Secretary of State Condoleezza Rice made a surprise visit to volatile Lebanon under heavy guard Friday to encourage a new democratic government outside Syrian control.
Rice met with Saad Hariri, son of assassinated former Prime Minister Rafik Hariri. Together, they visited the seaside grave of the elder Hariri, an anti-Syrian politician slain in a February car bombing. Afterwards, she went directly to the Presidential Palace for a meeting with Lebanon's pro-Syrian President Emile Lahoud.
"This will be an opportunity first of all to congratulate the Lebanon people on their incredible desire for democracy," Rice said en route to Beirut.

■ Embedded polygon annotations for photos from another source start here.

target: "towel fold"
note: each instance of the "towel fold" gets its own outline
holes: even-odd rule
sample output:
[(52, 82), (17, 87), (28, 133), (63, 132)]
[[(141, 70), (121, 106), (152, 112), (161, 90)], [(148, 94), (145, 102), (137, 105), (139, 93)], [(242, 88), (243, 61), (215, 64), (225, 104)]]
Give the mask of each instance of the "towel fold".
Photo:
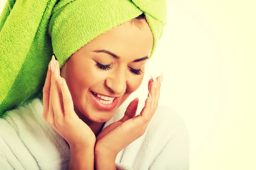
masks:
[[(103, 129), (122, 117), (124, 110), (119, 108)], [(35, 98), (8, 112), (0, 118), (0, 170), (68, 169), (69, 148), (43, 119), (41, 100)], [(180, 116), (159, 106), (145, 133), (118, 153), (117, 169), (188, 170), (189, 146), (188, 130)]]
[(61, 67), (88, 42), (142, 13), (153, 34), (151, 57), (166, 25), (166, 0), (8, 0), (0, 17), (0, 117), (41, 94), (53, 54)]

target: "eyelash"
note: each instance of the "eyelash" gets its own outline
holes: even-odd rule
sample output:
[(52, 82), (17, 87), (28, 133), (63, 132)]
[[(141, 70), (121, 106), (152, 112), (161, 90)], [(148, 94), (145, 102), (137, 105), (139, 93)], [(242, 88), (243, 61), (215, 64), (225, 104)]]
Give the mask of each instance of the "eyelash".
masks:
[[(100, 64), (99, 62), (97, 62), (96, 65), (97, 65), (98, 67), (99, 67), (99, 68), (100, 68), (102, 70), (105, 70), (105, 71), (108, 71), (108, 70), (109, 70), (112, 68), (110, 64), (108, 65), (103, 65), (102, 64)], [(133, 69), (130, 67), (129, 67), (129, 68), (130, 68), (130, 70), (134, 74), (140, 75), (140, 74), (141, 74), (142, 73), (143, 73), (143, 72), (141, 71), (141, 69), (136, 70), (136, 69)]]

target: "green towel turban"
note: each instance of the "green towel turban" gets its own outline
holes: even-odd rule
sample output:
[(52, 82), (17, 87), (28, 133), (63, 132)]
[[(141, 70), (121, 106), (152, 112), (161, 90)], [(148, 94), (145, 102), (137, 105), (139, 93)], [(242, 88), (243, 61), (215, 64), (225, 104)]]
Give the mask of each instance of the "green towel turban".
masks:
[(0, 17), (0, 117), (41, 96), (54, 54), (62, 67), (100, 34), (144, 13), (152, 57), (166, 22), (166, 0), (8, 0)]

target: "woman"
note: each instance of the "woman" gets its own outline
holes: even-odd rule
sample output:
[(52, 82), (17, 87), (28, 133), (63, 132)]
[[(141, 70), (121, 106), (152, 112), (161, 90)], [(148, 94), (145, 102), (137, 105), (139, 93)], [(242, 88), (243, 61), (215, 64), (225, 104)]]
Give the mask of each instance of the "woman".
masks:
[[(1, 146), (6, 146), (0, 155), (3, 167), (188, 169), (186, 127), (170, 109), (157, 108), (162, 75), (149, 80), (148, 96), (140, 114), (136, 116), (136, 98), (122, 113), (122, 119), (111, 120), (140, 85), (154, 44), (154, 34), (143, 14), (101, 34), (63, 64), (53, 56), (43, 88), (43, 105), (36, 98), (9, 111), (0, 123), (1, 129), (18, 132), (15, 134), (20, 138), (17, 140), (27, 148), (26, 152), (30, 153), (26, 156), (31, 158), (21, 157), (13, 149), (14, 143), (7, 142), (7, 134), (2, 131)], [(154, 114), (157, 117), (153, 117)], [(37, 115), (46, 122), (42, 122)], [(48, 125), (46, 128), (44, 123), (51, 128)], [(41, 125), (35, 128), (37, 125)], [(28, 130), (26, 137), (20, 133), (23, 129)], [(169, 133), (163, 135), (166, 130)], [(29, 138), (34, 144), (28, 141)], [(38, 140), (49, 144), (38, 143)], [(52, 144), (56, 141), (58, 145)], [(47, 156), (55, 154), (50, 159), (54, 161), (50, 163), (46, 159), (43, 162), (35, 150), (41, 153), (49, 148), (52, 152), (44, 154)], [(20, 164), (6, 153), (11, 153)], [(29, 159), (31, 164), (26, 164)]]

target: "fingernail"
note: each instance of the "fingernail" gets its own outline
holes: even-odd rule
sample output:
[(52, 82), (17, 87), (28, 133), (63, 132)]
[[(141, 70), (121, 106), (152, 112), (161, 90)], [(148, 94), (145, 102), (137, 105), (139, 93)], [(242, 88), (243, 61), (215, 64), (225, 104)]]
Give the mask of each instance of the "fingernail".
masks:
[(62, 84), (62, 83), (63, 82), (63, 81), (62, 81), (62, 79), (61, 79), (61, 76), (60, 76), (59, 75), (59, 80), (60, 81), (60, 83)]
[(55, 60), (55, 57), (54, 57), (54, 55), (52, 55), (52, 62), (53, 62), (53, 64), (55, 65), (56, 65), (56, 61)]
[(50, 66), (51, 67), (51, 70), (52, 70), (52, 71), (54, 71), (54, 65), (53, 65), (53, 64), (52, 64), (52, 60), (50, 62)]
[(160, 77), (160, 83), (162, 82), (163, 80), (163, 73), (161, 72), (161, 76)]

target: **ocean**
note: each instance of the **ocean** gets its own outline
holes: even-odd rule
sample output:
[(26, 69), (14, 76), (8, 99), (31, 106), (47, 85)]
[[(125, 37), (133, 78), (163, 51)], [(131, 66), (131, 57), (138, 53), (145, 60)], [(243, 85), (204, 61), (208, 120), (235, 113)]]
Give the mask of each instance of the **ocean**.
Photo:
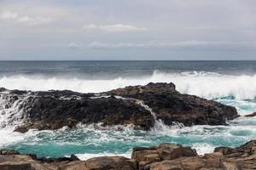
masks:
[[(256, 111), (256, 61), (0, 61), (0, 87), (20, 90), (104, 92), (148, 82), (173, 82), (182, 94), (235, 106), (239, 115)], [(3, 105), (0, 99), (0, 105)], [(0, 107), (1, 108), (1, 107)], [(15, 113), (15, 108), (12, 108)], [(0, 125), (6, 121), (0, 109)], [(131, 156), (134, 146), (177, 143), (212, 152), (256, 138), (256, 117), (241, 116), (230, 126), (167, 127), (145, 132), (133, 127), (78, 125), (75, 129), (13, 133), (0, 128), (0, 149), (57, 157), (76, 154)], [(120, 130), (122, 129), (122, 130)]]

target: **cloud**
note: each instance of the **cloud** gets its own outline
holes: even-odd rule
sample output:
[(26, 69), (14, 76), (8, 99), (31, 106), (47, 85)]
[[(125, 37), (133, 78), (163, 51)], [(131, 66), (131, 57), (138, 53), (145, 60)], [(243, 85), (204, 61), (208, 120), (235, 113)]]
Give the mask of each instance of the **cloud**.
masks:
[(79, 48), (79, 47), (82, 47), (82, 45), (78, 44), (74, 42), (72, 42), (68, 44), (68, 48)]
[(53, 20), (49, 17), (20, 15), (18, 13), (12, 11), (3, 12), (0, 14), (0, 19), (4, 20), (13, 20), (17, 23), (24, 23), (27, 25), (39, 25), (53, 21)]
[(227, 45), (231, 42), (207, 42), (207, 41), (184, 41), (184, 42), (170, 42), (170, 41), (149, 41), (143, 42), (92, 42), (88, 44), (89, 48), (185, 48), (185, 47), (202, 47), (202, 46), (216, 46)]
[(126, 32), (126, 31), (144, 31), (147, 28), (137, 27), (131, 25), (113, 24), (113, 25), (95, 25), (84, 26), (86, 31), (102, 31), (107, 32)]

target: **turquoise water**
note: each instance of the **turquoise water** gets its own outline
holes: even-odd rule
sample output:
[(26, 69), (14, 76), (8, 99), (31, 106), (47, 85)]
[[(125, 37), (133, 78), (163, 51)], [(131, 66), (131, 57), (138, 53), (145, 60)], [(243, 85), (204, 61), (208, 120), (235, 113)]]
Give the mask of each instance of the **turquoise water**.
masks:
[[(256, 61), (0, 62), (0, 87), (9, 89), (88, 93), (150, 82), (172, 82), (182, 94), (233, 105), (241, 116), (256, 111)], [(5, 121), (0, 114), (0, 124)], [(9, 126), (0, 128), (0, 148), (47, 157), (77, 154), (87, 159), (102, 155), (131, 156), (134, 146), (163, 142), (191, 146), (203, 154), (218, 146), (238, 146), (256, 139), (256, 117), (241, 116), (229, 123), (226, 127), (164, 127), (149, 132), (134, 130), (132, 126), (79, 125), (75, 129), (30, 130), (25, 134), (13, 133), (14, 127)]]
[[(228, 102), (226, 99), (224, 102)], [(20, 138), (4, 147), (22, 153), (38, 154), (39, 156), (57, 157), (78, 154), (80, 158), (86, 159), (102, 155), (121, 154), (130, 156), (134, 146), (157, 145), (163, 142), (192, 146), (203, 154), (212, 151), (218, 146), (235, 147), (255, 139), (256, 117), (240, 117), (230, 123), (230, 126), (183, 128), (166, 127), (149, 132), (134, 130), (132, 126), (102, 128), (97, 124), (79, 125), (72, 130), (65, 128), (56, 131), (31, 130), (25, 135), (12, 133), (12, 135)]]

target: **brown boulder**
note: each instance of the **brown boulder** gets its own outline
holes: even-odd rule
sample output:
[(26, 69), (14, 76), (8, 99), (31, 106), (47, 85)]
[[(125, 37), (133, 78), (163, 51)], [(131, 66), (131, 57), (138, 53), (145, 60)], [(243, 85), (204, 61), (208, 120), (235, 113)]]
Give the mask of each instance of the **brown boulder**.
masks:
[(85, 162), (88, 170), (136, 170), (137, 163), (122, 156), (102, 156)]
[(256, 112), (249, 114), (249, 115), (246, 115), (245, 116), (247, 117), (253, 117), (253, 116), (256, 116)]
[(32, 170), (31, 163), (28, 162), (0, 162), (1, 170)]
[(196, 151), (190, 147), (183, 147), (179, 144), (161, 144), (158, 147), (161, 160), (173, 160), (179, 157), (196, 156)]
[(151, 165), (150, 170), (183, 170), (180, 162), (163, 161)]

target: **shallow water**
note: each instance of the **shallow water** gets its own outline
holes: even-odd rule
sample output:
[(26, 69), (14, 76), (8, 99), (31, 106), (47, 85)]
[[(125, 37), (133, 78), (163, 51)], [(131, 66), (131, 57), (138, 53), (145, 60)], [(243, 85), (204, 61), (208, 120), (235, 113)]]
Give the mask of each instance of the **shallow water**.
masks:
[[(87, 93), (150, 82), (172, 82), (183, 94), (233, 105), (241, 116), (256, 111), (255, 62), (0, 62), (0, 87), (9, 89)], [(15, 107), (12, 109), (10, 113), (15, 111)], [(0, 124), (7, 119), (1, 116)], [(102, 155), (130, 156), (134, 146), (163, 142), (192, 146), (203, 154), (218, 146), (238, 146), (256, 139), (256, 117), (241, 116), (229, 123), (182, 128), (161, 124), (149, 132), (134, 130), (132, 126), (102, 128), (94, 124), (79, 125), (72, 130), (30, 130), (25, 134), (13, 133), (14, 127), (8, 126), (0, 129), (0, 148), (50, 157), (77, 154), (87, 159)]]

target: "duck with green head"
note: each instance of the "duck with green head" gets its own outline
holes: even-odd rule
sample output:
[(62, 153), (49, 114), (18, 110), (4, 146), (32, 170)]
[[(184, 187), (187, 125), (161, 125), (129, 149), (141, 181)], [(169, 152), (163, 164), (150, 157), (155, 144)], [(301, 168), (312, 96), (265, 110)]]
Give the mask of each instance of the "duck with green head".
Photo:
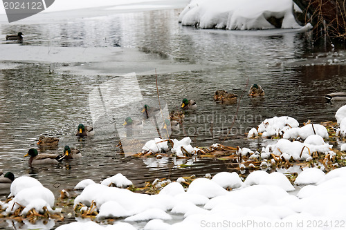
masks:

Once in Beirut, the heavy security was apparent, reports CBS News State Department Reporter Charles Wolfson.
"The armored vehicles that she and her party were riding in move with police escorts at fast speeds, and they keep changing lanes without signaling. They are constantly maneuvering at high speeds and quick movements, and if a civilian car gets too close, the bodyguard in front leans out the wind and points an automatic weapon at the car's driver," said Wolfson.
Rice's visit comes three days after formation of a new Cabinet led by Prime Minister-designate Foud Saniora.
"They keep pressing forward and they have now formed a government," Rice said. "I look forward to meeting and see how the international community and the United States in particular can be supportive."
CBS News State Department Reporter Charles Wolfson said that members of the press corps traveling with Rice were given some advanced notice of the visit but were asked not to reveal any travel details. She is the first senior U.S. official to visit Beirut in more than two years.
The Lebanese opposition blamed Syria and its agents for Hariri's slaying. And a new government emerged from a season of political change following the assassination.
Hariri's son leads the newly dominate anti-Syrian faction in parliament and a protege of his father will be the new prime minister.
On Wednesday, the State Department said it was prepared to work with the new government but not with any Hezbollah Cabinet members. The new 24-member parliament includes one member of the militant group the U.S. calls a terrorist organization.
Rice's predecessor, Colin Powell, was the last senior American diplomat to come to Beirut. At the time of his May 2003 visit, Syria was still firmly entrenched as the dominate political and military force in Lebanon.
The United States helped lead international demands that Syria end its three decades of dominance in Lebanon. Syria withdrew its 14,000 troops in April, after weeks of street protests and political turmoil set off by the Hariri killing.
Rice went to Jerusalem in a hastily arranged visit in an effort to rescue a shaky Mideast truce amid an escalation of violence before Israel's mid-August withdrawal from the Gaza Strip. Her schedule was left loose deliberately so Rice could shuttle between the leaders with last-minute concerns.
Although Rice repeatedly has said the United States would take a back seat as the Israelis and Palestinians work out their differences, her trip was seen as a sign that she planned to keep up the pressure for progress.
The hastily planned trip was Rice's third to Jerusalem and the West Bank since she took over at the State Department in January.